Discovery of a subset of short human introns separated by a new mechanism

The well-known essential heterodimer of pre-mRNA splicing factor U2AF (U2AF2–U2AF1) was identified to mediate early splicing reactions in all introns of different lengths. However, Dr. Kazuhiro Fukumura from the Akila Mayeda laboratory at Fujita Health University discovered that a subset of short introns with truncated polypyrimidine tracts are spliced ​​by the RBM17–SAP30BP complex instead of the U2AF heterodimer. Dr. Fukumura’s team proposed a unique mechanism in which SAP30BP guides RBM17 to active early spliceosomes.

In humans, the length of the pre-mRNA varies considerably (from 30 to 1,160,411 nucleotides according to recent studies). The fundamental mechanism of splicing was studied with pre-mRNA models including for example 158 and 231 nt introns, which are spliced ​​very efficiently in vitro and in vivo.

Such an ideal pre-mRNA contains good splicing signal sequences, i.e., 5′ splice site, branch site (BS) sequence and polypyrimidine tract (PPT) followed by site 3′ splicing which are recognized by the U1 snRNP. U2 snRNP and U2AF2–U2AF1, respectively. Professor Mayeda says: “Given the varying lengths of human introns, it is likely that there is more than one mechanism. This is our motivation to initiate our study of splicing focused on human short introns.

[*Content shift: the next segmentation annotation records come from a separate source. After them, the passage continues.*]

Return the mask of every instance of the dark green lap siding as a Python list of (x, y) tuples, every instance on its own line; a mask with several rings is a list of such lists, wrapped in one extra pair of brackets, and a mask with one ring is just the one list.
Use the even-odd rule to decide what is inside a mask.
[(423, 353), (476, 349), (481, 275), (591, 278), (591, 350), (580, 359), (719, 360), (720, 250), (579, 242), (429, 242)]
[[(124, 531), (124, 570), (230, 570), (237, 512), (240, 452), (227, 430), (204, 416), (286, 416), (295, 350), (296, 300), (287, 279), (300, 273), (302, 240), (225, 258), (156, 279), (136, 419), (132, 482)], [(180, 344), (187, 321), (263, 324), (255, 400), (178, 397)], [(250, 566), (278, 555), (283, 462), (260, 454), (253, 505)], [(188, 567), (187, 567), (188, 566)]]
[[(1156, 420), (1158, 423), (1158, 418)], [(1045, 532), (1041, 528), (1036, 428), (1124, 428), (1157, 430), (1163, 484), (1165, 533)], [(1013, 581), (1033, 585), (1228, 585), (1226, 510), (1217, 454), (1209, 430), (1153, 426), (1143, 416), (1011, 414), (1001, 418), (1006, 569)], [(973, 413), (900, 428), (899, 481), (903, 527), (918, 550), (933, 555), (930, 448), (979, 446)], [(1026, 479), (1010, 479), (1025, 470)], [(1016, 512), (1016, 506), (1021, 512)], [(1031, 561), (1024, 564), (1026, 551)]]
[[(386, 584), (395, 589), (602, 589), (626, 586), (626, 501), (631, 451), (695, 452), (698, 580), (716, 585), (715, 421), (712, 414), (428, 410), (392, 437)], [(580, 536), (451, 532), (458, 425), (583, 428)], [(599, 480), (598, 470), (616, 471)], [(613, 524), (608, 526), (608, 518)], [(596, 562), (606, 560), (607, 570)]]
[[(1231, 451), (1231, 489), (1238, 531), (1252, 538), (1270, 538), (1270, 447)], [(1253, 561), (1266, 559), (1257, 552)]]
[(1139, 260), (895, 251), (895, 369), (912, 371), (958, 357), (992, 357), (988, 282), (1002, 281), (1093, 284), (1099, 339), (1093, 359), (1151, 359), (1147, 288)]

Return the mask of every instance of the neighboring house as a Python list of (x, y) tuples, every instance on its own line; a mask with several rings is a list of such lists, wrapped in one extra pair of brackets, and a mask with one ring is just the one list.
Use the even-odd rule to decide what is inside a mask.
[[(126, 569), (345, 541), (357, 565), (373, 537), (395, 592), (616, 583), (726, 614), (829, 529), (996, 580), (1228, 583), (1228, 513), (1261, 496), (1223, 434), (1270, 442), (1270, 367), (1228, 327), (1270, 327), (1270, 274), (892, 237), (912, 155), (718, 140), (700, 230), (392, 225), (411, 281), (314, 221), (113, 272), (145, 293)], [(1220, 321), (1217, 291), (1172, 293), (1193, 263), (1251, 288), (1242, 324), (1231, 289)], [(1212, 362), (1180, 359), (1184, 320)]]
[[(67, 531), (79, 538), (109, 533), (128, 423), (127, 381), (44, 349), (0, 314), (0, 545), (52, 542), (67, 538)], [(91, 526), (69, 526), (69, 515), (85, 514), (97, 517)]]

Dr. Fukumura explains: “Our previous research on the splicing process on short introns revealed that the authentic splicing factor U2AF2 cannot bind to the truncated PPT and that RBM17 is then replaced by U2AF to promote splicing. . You know, this is reasonable because short introns are often too tight for the sufficient duration of the PPT. We published this result in 2021.

“However, RBM17 cannot bind the truncated PPT in vitro, so we did not know how the truncated PPT and the following 3′ splice site are recognized by RRM17. Therefore, we hypothesized that a Another protein factor is involved in RBM17-dependent splicing.”

The Mayeda group finally identified this protein cofactor behind RBM17-dependent splicing, which is SAP30BP. Their study was published in the journal Cell Reports on December 7, 2023.

Dr. Fukumura says: “It was essential to study previous references. From three papers, I was convinced that SAP30BP is the strongest candidate for the cofactor of RBM17. » They showed that the existence of SAP30BP in the human early splicing complex, fruit fly SAP30BP and RBM17 were detected in a fly spliceosome formed on a short intron, and that the binding between SAP30BP and RBM17 was in effect was detected by yeast two-hybrid analysis.

“Nowadays, siRNA-induced depletion of SAPBP in human cell line is the easiest and most straightforward way to verify RBM17-dependent splicing repression. And it was bingo!” Dr. Fukumura said.

Transcripts in SAP30BP-depleted human cells were analyzed by a next-generation sequencer (RNA-Seq analysis), and many RBM17- and SAP30BP-dependent introns were found. These introns were distributed over a shorter range and the truncated PPT was indeed a critical determinant of RBM17/SAP30BP dependence. Thus, RBM17 and SAP30BP are the general splicing factors.

Professor Mayeda remarks: “It was a happy coincidence that Professor Michael Sattler, an expert in structural analyses, was keenly interested in our study, and we were able to begin a productive collaboration.”

Protein-protein interactions via UHM (U2AF homology motif)–ULM (UHM motif-ligand) binding play an essential role in general splicing reactions. The Sattler lab discovered a hidden UHM sequence in SAP30BP and demonstrated that it was essential for interacting with the UHM in RBM17 by NMR (nuclear magnetic resonance) and ITC (isothermal titration calorimetry) analyses.

However, the role of the RBM17–SAP30BP interaction remains enigmatic. Since RBM17 has only one UHM, the RBM17–SAP30BP bond must be released before the interaction of RBM17 with SF3B1, a component of the U2 snRNP, essential to promote splicing. So, what is the role of the RBM17-SAP30BP interaction?

Professor Mayeda says: “Fukumura designed a clever binding assay using anti-phospho-SF3B1 antibodies to answer this curious question, and we could provide an elegant working model. »

The investigators propose that the RBM17–SAP30BP intermediate complex prevents nonfunctional binding of RBM17 to free, unphosphorylated SF3B, which promotes functional binding of RBM17 to active phosphorylated SF3B1 on the pre-mRNA.